L’horrible réalité des charniers

De nouveaux charniers au Mexique, au Congo, en Thaïlande, en Malaisie… Et autant de victimes – et de bourreaux - qu’il devient urgent d’identifier.

1370421

On les croyait relégués à des formes passées, dans les sombres oubliettes de la Shoah, de la répression franquiste ou de la guerre civile algérienne. C’était sans compter sur les violations des droits de l’homme qui se multiplient aux quatre coins du globe. Non, les charniers ne sont pas que de lointains et mauvais souvenirs. En témoignent ces dizaines de nouvelles tombes clandestines mises à jour au Mexique à la suite d’une vaste enquête visant à retrouver les corps de ces 43 étudiants disparus à Iguala, dans le sud du pays.

Si ceux-ci n’ont finalement pas été exhumés et que les autorités ne semblent pas pressées d’identifier ces cadavres «SN» (Sans Nom), de nombreuses sources attribuent ces victimes aux narcotrafiquants. Depuis le début de la guerre contre les cartels lancée par l'ancien président Felipe Caldéron, près de 200 fosses communes contenant environ 800 corps auraient d’ailleurs déjà été découvertes. Du moins, officiellement, car il se pourrait bien que ces charniers de la cocaïne ne soient que la partie visible de l’iceberg.

Pas de patronymes non plus sur les 400 cadavres de ce nouveau charnier déterré dans la périphérie de Kinshasa, en République démocratique du Congo. Selon certaines sources, il s’agirait de civils tombés en janvier dernier lors des violences provoquées par les débats sur la loi électorale.

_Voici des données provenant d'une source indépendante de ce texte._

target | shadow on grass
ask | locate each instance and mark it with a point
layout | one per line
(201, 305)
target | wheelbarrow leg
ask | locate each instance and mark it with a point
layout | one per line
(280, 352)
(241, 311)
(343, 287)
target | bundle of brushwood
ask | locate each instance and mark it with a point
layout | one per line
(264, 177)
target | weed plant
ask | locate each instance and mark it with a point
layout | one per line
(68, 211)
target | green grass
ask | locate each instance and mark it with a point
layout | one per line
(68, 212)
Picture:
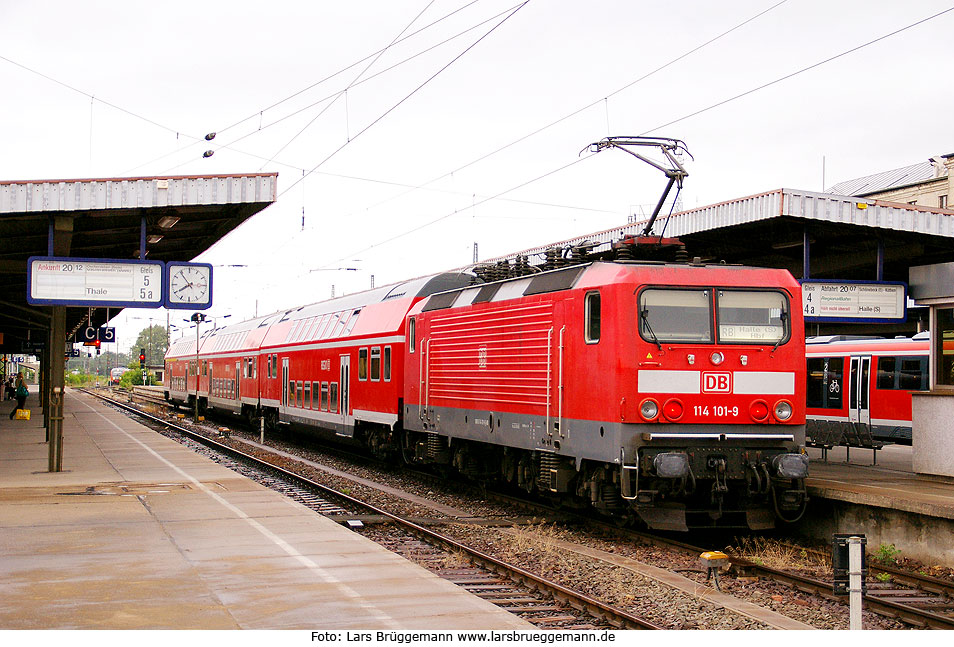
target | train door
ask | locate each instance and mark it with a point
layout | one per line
(344, 392)
(285, 382)
(859, 385)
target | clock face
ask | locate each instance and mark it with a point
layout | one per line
(190, 284)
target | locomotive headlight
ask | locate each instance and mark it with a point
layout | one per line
(783, 410)
(673, 409)
(649, 409)
(758, 410)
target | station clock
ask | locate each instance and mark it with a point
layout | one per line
(188, 285)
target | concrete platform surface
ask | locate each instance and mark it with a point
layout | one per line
(139, 532)
(853, 476)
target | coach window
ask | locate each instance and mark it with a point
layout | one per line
(825, 377)
(592, 314)
(942, 335)
(376, 364)
(362, 363)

Accusées et sommées de s'expliquer, les autorités congolaises réfutent pourtant cette thèse et parlent plutôt de corps d’indigents abandonnés à la morgue centrale de Kinshasa. Un petit air de déjà vu dans la dictature…  

En revanche, les 139 fosses communes découvertes ce lundi dans la jungle malaisienne montrent que les charniers se réinventent en faisant de nouvelles victimes. Non loin de là, la police a en effet mis à jour 28 camps utilisés… par des passeurs de migrants. Des candidats à l’exil qui ne se feraient donc pas seulement piéger en mer mais aussi dans ces nouveaux camps de la mort. S’agit-il de victimes appartenant à la minorité musulmane des Rohingyas, persécutée en Birmanie, ou de Bangladais fuyant la pauvreté? Le souvenir des faux charniers de Timișoara et de l’emballement médiatique qualifié par le sociologue Pierre Bourdieu de "circulation circulaire de l’information” doit, ici encore, nous inciter à la prudence.